Day-of-week seasonality

SELECT
    EXTRACT(DOW FROM DATE) AS day_of_week,
    CASE EXTRACT(DOW FROM DATE)
        WHEN 0 THEN 'Sun' WHEN 1 THEN 'Mon' WHEN 2 THEN 'Tue'
        WHEN 3 THEN 'Wed' WHEN 4 THEN 'Thu' WHEN 5 THEN 'Fri' WHEN 6 THEN 'Sat'
    END AS day_name,
    AVG(revenue) AS avg_revenue,
    AVG(revenue) / (SELECT AVG(revenue) FROM daily_revenue) AS sidx
FROM daily_revenue
WHERE DATE >= CURRENT_DATE - INTERVAL '90 days'
GROUP BY day_of_week
ORDER BY day_of_week;

E-com: weekends often higher. B2B: weekdays.

Частые ошибки

Ошибка 1. MoM compare через seasonal. Compare Dec to Jan — always drops (post-holiday). Not «decline».
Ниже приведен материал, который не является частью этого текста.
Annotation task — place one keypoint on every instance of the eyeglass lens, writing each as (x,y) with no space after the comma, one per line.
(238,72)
Ошибка 2. Single year data. Need 2+ years для reliable seasonal pattern.

Ошибка 3. Trend mixed. Year-over-year actually shows trend + seasonal. Deseasonalize for pure trend.

Ошибка 4. Outlier years. COVID 2020 — anomalous. Exclude or treat separately.
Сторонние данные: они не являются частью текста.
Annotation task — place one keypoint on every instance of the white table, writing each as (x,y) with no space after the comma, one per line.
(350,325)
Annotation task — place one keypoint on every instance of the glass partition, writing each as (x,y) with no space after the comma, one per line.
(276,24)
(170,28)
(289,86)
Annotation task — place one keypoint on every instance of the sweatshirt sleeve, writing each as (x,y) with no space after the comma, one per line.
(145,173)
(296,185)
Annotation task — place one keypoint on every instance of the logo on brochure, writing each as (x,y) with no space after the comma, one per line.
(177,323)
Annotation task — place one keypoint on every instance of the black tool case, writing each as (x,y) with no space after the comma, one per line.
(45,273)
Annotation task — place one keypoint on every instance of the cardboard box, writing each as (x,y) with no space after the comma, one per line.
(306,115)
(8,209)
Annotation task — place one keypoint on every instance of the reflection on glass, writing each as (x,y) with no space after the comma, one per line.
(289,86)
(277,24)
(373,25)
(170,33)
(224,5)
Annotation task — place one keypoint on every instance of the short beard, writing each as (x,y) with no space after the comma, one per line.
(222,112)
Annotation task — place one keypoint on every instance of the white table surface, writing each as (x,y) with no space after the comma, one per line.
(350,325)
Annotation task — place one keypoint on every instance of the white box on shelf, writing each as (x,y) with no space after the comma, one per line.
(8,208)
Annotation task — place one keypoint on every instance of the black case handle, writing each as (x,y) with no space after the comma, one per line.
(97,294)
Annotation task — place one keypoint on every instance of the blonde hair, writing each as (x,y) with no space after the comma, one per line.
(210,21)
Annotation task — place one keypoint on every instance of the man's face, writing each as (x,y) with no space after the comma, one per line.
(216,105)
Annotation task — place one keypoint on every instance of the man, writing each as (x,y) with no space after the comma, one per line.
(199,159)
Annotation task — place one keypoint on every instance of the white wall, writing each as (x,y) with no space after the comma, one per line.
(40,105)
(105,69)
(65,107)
Ошибка 5. Multiple seasonalities. Day-of-week + monthly + holidays. Decompose carefully (STL).

Связанные темы

FAQ

Как detect seasonality?

Plot data. Or compute autocorrelation. R / Python seasonal_decompose helpful.

Seasonal Index range?

Typically 0.5 - 2.0. > 2.0 — extreme spike. < 0.3 — extreme low.

YoY adequate для seasonality?

Yes если pattern stable. Но не captures sub-month seasonality.

Multi-year seasonality?

Some products 3-year cycles (semiconductor industry). Beyond standard yearly.

Holiday adjustment?

Day-of-week + holiday flag (Christmas, Easter) — explicit terms в model.